Public humiliation is a powerful tool for mass protest movements such as Occupy Wall Street. It can stimulate change by highlighting the discrepancy between how things should be and how things are. However, it can also severely discredit a movement in addition to cause extensive collateral damage to individuals and organizations.
The Occupy Cal movement used public humiliation in ways that I felt were harmful for the movement and probably unfair to the targeted individuals. In response to police brutality at UC Berkeley and UC Davis, the Occupy Cal movement called for the resignations of the Chancellor Birgeneau, Officer Pike, and Chancellor Katehi. To me, singling out these individuals as being morally bankrupt is a form of public humiliation.

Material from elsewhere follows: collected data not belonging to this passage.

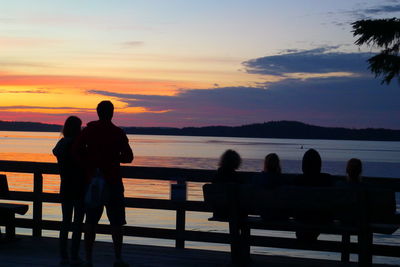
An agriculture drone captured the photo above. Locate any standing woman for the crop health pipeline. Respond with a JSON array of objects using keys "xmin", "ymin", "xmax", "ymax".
[{"xmin": 53, "ymin": 116, "xmax": 85, "ymax": 265}]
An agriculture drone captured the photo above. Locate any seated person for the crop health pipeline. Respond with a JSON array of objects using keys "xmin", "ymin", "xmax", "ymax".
[
  {"xmin": 210, "ymin": 150, "xmax": 242, "ymax": 220},
  {"xmin": 295, "ymin": 149, "xmax": 333, "ymax": 242},
  {"xmin": 252, "ymin": 153, "xmax": 289, "ymax": 220},
  {"xmin": 295, "ymin": 149, "xmax": 333, "ymax": 187},
  {"xmin": 252, "ymin": 153, "xmax": 282, "ymax": 188},
  {"xmin": 344, "ymin": 158, "xmax": 395, "ymax": 223},
  {"xmin": 212, "ymin": 149, "xmax": 242, "ymax": 184},
  {"xmin": 346, "ymin": 158, "xmax": 362, "ymax": 184}
]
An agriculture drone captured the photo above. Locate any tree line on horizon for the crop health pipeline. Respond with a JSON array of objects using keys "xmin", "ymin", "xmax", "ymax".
[{"xmin": 0, "ymin": 120, "xmax": 399, "ymax": 141}]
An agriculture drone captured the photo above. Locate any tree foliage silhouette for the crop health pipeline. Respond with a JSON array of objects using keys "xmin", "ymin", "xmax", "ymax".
[{"xmin": 352, "ymin": 18, "xmax": 400, "ymax": 85}]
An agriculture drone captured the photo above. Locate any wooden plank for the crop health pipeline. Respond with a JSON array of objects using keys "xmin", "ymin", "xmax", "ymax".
[
  {"xmin": 0, "ymin": 160, "xmax": 399, "ymax": 189},
  {"xmin": 8, "ymin": 191, "xmax": 33, "ymax": 201},
  {"xmin": 12, "ymin": 218, "xmax": 400, "ymax": 258},
  {"xmin": 3, "ymin": 235, "xmax": 384, "ymax": 267},
  {"xmin": 0, "ymin": 161, "xmax": 59, "ymax": 175},
  {"xmin": 0, "ymin": 203, "xmax": 28, "ymax": 215},
  {"xmin": 120, "ymin": 166, "xmax": 215, "ymax": 182},
  {"xmin": 8, "ymin": 191, "xmax": 210, "ymax": 212}
]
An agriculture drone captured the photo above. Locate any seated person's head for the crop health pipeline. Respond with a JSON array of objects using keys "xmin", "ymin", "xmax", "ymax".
[
  {"xmin": 346, "ymin": 158, "xmax": 362, "ymax": 183},
  {"xmin": 264, "ymin": 153, "xmax": 281, "ymax": 174},
  {"xmin": 97, "ymin": 100, "xmax": 114, "ymax": 121},
  {"xmin": 219, "ymin": 149, "xmax": 241, "ymax": 171},
  {"xmin": 302, "ymin": 149, "xmax": 321, "ymax": 175}
]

I feel that this was very unproductive because it was a distraction from the real systemic problems of wealth inequality, a distraction from people who are more responsible for the system problems, alienated people who are crucial for systemic reform, and set a bad precedent for the movement.

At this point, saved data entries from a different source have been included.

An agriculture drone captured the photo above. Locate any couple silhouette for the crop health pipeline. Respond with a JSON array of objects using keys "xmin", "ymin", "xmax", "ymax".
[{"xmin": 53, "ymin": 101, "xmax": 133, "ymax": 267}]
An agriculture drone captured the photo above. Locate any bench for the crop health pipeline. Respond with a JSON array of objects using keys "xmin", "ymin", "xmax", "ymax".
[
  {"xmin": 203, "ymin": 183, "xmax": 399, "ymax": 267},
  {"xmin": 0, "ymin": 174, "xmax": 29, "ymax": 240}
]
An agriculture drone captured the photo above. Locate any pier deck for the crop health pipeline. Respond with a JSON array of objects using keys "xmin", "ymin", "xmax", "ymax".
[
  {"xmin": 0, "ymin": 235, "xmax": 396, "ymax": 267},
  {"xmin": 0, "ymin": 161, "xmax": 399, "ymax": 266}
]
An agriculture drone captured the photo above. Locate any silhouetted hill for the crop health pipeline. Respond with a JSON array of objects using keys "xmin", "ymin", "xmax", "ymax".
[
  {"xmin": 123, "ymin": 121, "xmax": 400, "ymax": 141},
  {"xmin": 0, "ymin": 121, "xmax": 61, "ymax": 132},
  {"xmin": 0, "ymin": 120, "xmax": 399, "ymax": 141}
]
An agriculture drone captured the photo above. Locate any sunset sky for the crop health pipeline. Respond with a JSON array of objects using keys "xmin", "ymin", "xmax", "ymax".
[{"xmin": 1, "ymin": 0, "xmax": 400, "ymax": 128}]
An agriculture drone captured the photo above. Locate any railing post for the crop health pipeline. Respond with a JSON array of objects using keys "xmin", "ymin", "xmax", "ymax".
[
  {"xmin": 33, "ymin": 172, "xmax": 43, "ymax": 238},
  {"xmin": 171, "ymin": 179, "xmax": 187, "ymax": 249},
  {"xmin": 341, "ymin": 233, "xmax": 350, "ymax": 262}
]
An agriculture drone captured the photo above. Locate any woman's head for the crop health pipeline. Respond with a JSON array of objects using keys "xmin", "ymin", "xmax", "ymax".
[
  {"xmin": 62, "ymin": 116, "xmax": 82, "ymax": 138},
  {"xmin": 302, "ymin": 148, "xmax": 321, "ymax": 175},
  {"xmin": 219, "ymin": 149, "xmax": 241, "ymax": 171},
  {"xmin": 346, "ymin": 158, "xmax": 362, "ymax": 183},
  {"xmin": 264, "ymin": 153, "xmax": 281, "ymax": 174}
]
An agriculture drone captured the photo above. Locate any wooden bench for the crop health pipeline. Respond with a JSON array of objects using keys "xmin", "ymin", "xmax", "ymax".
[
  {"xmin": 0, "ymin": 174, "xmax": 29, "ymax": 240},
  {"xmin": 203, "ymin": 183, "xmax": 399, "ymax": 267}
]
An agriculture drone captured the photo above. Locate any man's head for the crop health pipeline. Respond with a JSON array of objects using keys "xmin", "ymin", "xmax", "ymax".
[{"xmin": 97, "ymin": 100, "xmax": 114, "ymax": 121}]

Wealth inequality is a major cause of many social and economic problems in this country. The causes of wealth inequality are complex. We didn't get this way overnight, and the solutions will be similarly complex. Even if the individuals really should step down, the movement needs to be careful of the message it sends to the public. When the protest movement calls for resignations, the message to the public is that individuals are the primary cause of our problems. This is very wrong. The resignation of Birgeneau would not have any impact on our systemic problems. Locally, we can't even guarantee that the replacement would be any better. The movement will have squandered its energy, resources, and goodwill among the public for little to no gain.

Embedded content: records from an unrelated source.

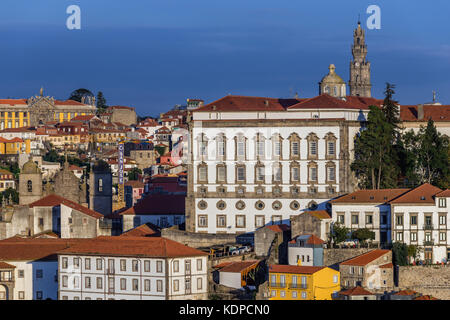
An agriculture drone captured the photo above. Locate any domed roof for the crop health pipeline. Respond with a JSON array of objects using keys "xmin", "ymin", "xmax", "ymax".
[
  {"xmin": 22, "ymin": 159, "xmax": 41, "ymax": 174},
  {"xmin": 320, "ymin": 64, "xmax": 345, "ymax": 84}
]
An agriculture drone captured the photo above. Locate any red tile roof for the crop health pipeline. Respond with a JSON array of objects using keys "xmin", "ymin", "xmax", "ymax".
[
  {"xmin": 265, "ymin": 224, "xmax": 290, "ymax": 233},
  {"xmin": 125, "ymin": 180, "xmax": 145, "ymax": 188},
  {"xmin": 289, "ymin": 234, "xmax": 325, "ymax": 245},
  {"xmin": 303, "ymin": 210, "xmax": 331, "ymax": 220},
  {"xmin": 120, "ymin": 223, "xmax": 161, "ymax": 237},
  {"xmin": 400, "ymin": 104, "xmax": 450, "ymax": 122},
  {"xmin": 269, "ymin": 264, "xmax": 325, "ymax": 275},
  {"xmin": 389, "ymin": 183, "xmax": 443, "ymax": 204},
  {"xmin": 196, "ymin": 95, "xmax": 304, "ymax": 112},
  {"xmin": 120, "ymin": 194, "xmax": 185, "ymax": 215},
  {"xmin": 217, "ymin": 260, "xmax": 260, "ymax": 273},
  {"xmin": 28, "ymin": 194, "xmax": 103, "ymax": 219},
  {"xmin": 0, "ymin": 99, "xmax": 27, "ymax": 105},
  {"xmin": 57, "ymin": 236, "xmax": 207, "ymax": 258},
  {"xmin": 379, "ymin": 263, "xmax": 393, "ymax": 268},
  {"xmin": 330, "ymin": 189, "xmax": 410, "ymax": 204},
  {"xmin": 414, "ymin": 295, "xmax": 439, "ymax": 300},
  {"xmin": 436, "ymin": 189, "xmax": 450, "ymax": 197},
  {"xmin": 394, "ymin": 289, "xmax": 418, "ymax": 296},
  {"xmin": 0, "ymin": 261, "xmax": 16, "ymax": 269},
  {"xmin": 340, "ymin": 249, "xmax": 391, "ymax": 266},
  {"xmin": 55, "ymin": 99, "xmax": 87, "ymax": 106},
  {"xmin": 288, "ymin": 94, "xmax": 382, "ymax": 110},
  {"xmin": 339, "ymin": 286, "xmax": 375, "ymax": 296},
  {"xmin": 71, "ymin": 115, "xmax": 96, "ymax": 122}
]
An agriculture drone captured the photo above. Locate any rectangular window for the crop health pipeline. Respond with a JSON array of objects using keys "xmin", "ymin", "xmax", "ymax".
[
  {"xmin": 74, "ymin": 276, "xmax": 80, "ymax": 289},
  {"xmin": 120, "ymin": 259, "xmax": 126, "ymax": 272},
  {"xmin": 62, "ymin": 257, "xmax": 68, "ymax": 269},
  {"xmin": 291, "ymin": 142, "xmax": 299, "ymax": 156},
  {"xmin": 438, "ymin": 198, "xmax": 447, "ymax": 208},
  {"xmin": 197, "ymin": 277, "xmax": 203, "ymax": 290},
  {"xmin": 338, "ymin": 214, "xmax": 345, "ymax": 224},
  {"xmin": 120, "ymin": 278, "xmax": 126, "ymax": 290},
  {"xmin": 198, "ymin": 166, "xmax": 207, "ymax": 182},
  {"xmin": 237, "ymin": 141, "xmax": 245, "ymax": 157},
  {"xmin": 440, "ymin": 232, "xmax": 446, "ymax": 241},
  {"xmin": 410, "ymin": 232, "xmax": 417, "ymax": 242},
  {"xmin": 237, "ymin": 167, "xmax": 245, "ymax": 182},
  {"xmin": 273, "ymin": 166, "xmax": 281, "ymax": 182},
  {"xmin": 410, "ymin": 215, "xmax": 417, "ymax": 225},
  {"xmin": 144, "ymin": 279, "xmax": 151, "ymax": 291},
  {"xmin": 36, "ymin": 269, "xmax": 43, "ymax": 278},
  {"xmin": 132, "ymin": 260, "xmax": 139, "ymax": 272},
  {"xmin": 73, "ymin": 258, "xmax": 80, "ymax": 268},
  {"xmin": 173, "ymin": 279, "xmax": 179, "ymax": 292},
  {"xmin": 310, "ymin": 167, "xmax": 317, "ymax": 181},
  {"xmin": 309, "ymin": 141, "xmax": 317, "ymax": 156},
  {"xmin": 217, "ymin": 215, "xmax": 226, "ymax": 228},
  {"xmin": 197, "ymin": 259, "xmax": 203, "ymax": 271},
  {"xmin": 274, "ymin": 141, "xmax": 281, "ymax": 156},
  {"xmin": 291, "ymin": 167, "xmax": 299, "ymax": 181},
  {"xmin": 257, "ymin": 141, "xmax": 265, "ymax": 157},
  {"xmin": 36, "ymin": 291, "xmax": 42, "ymax": 300},
  {"xmin": 256, "ymin": 166, "xmax": 265, "ymax": 182},
  {"xmin": 425, "ymin": 232, "xmax": 432, "ymax": 242},
  {"xmin": 144, "ymin": 260, "xmax": 150, "ymax": 272},
  {"xmin": 255, "ymin": 215, "xmax": 265, "ymax": 228},
  {"xmin": 366, "ymin": 214, "xmax": 373, "ymax": 225},
  {"xmin": 218, "ymin": 141, "xmax": 225, "ymax": 156},
  {"xmin": 351, "ymin": 214, "xmax": 359, "ymax": 225},
  {"xmin": 328, "ymin": 141, "xmax": 335, "ymax": 156},
  {"xmin": 157, "ymin": 280, "xmax": 163, "ymax": 292},
  {"xmin": 85, "ymin": 258, "xmax": 91, "ymax": 270},
  {"xmin": 439, "ymin": 215, "xmax": 447, "ymax": 225},
  {"xmin": 132, "ymin": 279, "xmax": 139, "ymax": 291},
  {"xmin": 327, "ymin": 166, "xmax": 335, "ymax": 181},
  {"xmin": 396, "ymin": 215, "xmax": 403, "ymax": 226},
  {"xmin": 199, "ymin": 141, "xmax": 207, "ymax": 156},
  {"xmin": 62, "ymin": 275, "xmax": 68, "ymax": 288},
  {"xmin": 96, "ymin": 259, "xmax": 102, "ymax": 270},
  {"xmin": 85, "ymin": 276, "xmax": 91, "ymax": 289},
  {"xmin": 198, "ymin": 215, "xmax": 208, "ymax": 227},
  {"xmin": 157, "ymin": 261, "xmax": 163, "ymax": 273},
  {"xmin": 217, "ymin": 166, "xmax": 226, "ymax": 182},
  {"xmin": 396, "ymin": 232, "xmax": 403, "ymax": 242},
  {"xmin": 333, "ymin": 275, "xmax": 338, "ymax": 283},
  {"xmin": 173, "ymin": 260, "xmax": 179, "ymax": 273},
  {"xmin": 236, "ymin": 215, "xmax": 246, "ymax": 228},
  {"xmin": 97, "ymin": 277, "xmax": 103, "ymax": 289},
  {"xmin": 292, "ymin": 291, "xmax": 297, "ymax": 298}
]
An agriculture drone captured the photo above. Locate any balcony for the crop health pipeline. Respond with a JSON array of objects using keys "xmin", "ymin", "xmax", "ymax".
[
  {"xmin": 106, "ymin": 268, "xmax": 115, "ymax": 275},
  {"xmin": 289, "ymin": 283, "xmax": 308, "ymax": 289},
  {"xmin": 270, "ymin": 283, "xmax": 287, "ymax": 289},
  {"xmin": 423, "ymin": 225, "xmax": 434, "ymax": 230},
  {"xmin": 423, "ymin": 240, "xmax": 434, "ymax": 246}
]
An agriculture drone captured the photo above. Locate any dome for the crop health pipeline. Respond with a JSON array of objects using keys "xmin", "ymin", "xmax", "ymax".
[
  {"xmin": 22, "ymin": 159, "xmax": 41, "ymax": 174},
  {"xmin": 320, "ymin": 64, "xmax": 345, "ymax": 84}
]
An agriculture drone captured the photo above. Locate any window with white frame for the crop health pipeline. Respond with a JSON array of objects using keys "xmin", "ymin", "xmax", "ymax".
[
  {"xmin": 197, "ymin": 277, "xmax": 203, "ymax": 290},
  {"xmin": 198, "ymin": 165, "xmax": 207, "ymax": 182},
  {"xmin": 217, "ymin": 165, "xmax": 226, "ymax": 182},
  {"xmin": 236, "ymin": 215, "xmax": 246, "ymax": 228},
  {"xmin": 197, "ymin": 259, "xmax": 203, "ymax": 271},
  {"xmin": 438, "ymin": 198, "xmax": 447, "ymax": 208},
  {"xmin": 144, "ymin": 279, "xmax": 151, "ymax": 291},
  {"xmin": 273, "ymin": 165, "xmax": 281, "ymax": 182},
  {"xmin": 256, "ymin": 165, "xmax": 265, "ymax": 182},
  {"xmin": 236, "ymin": 166, "xmax": 245, "ymax": 182},
  {"xmin": 237, "ymin": 141, "xmax": 245, "ymax": 157},
  {"xmin": 327, "ymin": 166, "xmax": 336, "ymax": 181},
  {"xmin": 410, "ymin": 232, "xmax": 417, "ymax": 242}
]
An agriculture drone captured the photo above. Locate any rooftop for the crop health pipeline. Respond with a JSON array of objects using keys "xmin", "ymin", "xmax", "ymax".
[
  {"xmin": 330, "ymin": 189, "xmax": 410, "ymax": 204},
  {"xmin": 340, "ymin": 249, "xmax": 391, "ymax": 266},
  {"xmin": 339, "ymin": 286, "xmax": 375, "ymax": 296},
  {"xmin": 389, "ymin": 183, "xmax": 443, "ymax": 204}
]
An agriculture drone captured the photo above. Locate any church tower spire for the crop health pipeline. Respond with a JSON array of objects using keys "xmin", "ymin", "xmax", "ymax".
[{"xmin": 349, "ymin": 21, "xmax": 372, "ymax": 97}]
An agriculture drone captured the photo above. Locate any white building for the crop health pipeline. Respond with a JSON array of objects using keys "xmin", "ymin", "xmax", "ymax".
[
  {"xmin": 57, "ymin": 236, "xmax": 208, "ymax": 300},
  {"xmin": 0, "ymin": 237, "xmax": 90, "ymax": 300},
  {"xmin": 186, "ymin": 93, "xmax": 384, "ymax": 234},
  {"xmin": 330, "ymin": 189, "xmax": 410, "ymax": 245},
  {"xmin": 390, "ymin": 184, "xmax": 450, "ymax": 263}
]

Actually there are individuals who are closer to the causes of our systemic problems such as Grover Norquist, Alan Greenspan, and Rupert Murdoch. In fact, any citizen who is categorically against any government regulations is probably more responsible for our systemic problems than Linda Katehi. I strongly feel it was unfair for full weight of frustrations of a mass protest movement to be channeled towards Linda Katehi, Robert Birgeneau, and the pepper spraying police officer. While these are flawed individuals who all made mistakes, I view their actions through the lens of roles in a larger system. They are not ideologically opposed to the movement. That these individuals took more heat than those who don't think wealth inequality is a problem makes a mockery of the movement.
Calling for resignations alienated people. Members of the 1% who are sympathetic to the movement can be very important allies for implementing reforms. Those who otherwise benefit from the current system may be in positions of power. They may have institutional knowledge about the system that can help us reform the system effectively. Some of them care deeply about wealth inequality, but everyone has done things that are not consistent with their ideals. Birgeneau himself comes from a modest upbringing. Bringing down a 30 year career dedicated to improving higher education based on a single event would cause enormous amounts of harm to the individual while doing nothing for systemic reform. Others in positions of power now have a good reason to distance themselves and perhaps seek to bring down the movement.
The most insidious aspect of the calls for resignation is if it sets a precedent as a success story for the movement. It is certainly easier to destroy the reputations of individuals than reform the education system. In order to maintain momentum, the movement may turn to public humiliation more and more readily. It was very powerful when the students sat silently during Katehi's walk of shame to her car. But no matter how satisfying or thrilling, I would hate for anyone to feel that it was some kind of accomplishment.
These events were very emotional, provoking a strong reaction and urge to escalate. I realize that my concerns are almost inhumanly rational. Even so, I want to appeal to the better angels of our nature. As someone who cares deeply about wealth inequality and the importance of social mobility, I want the movement to keep the moral high ground.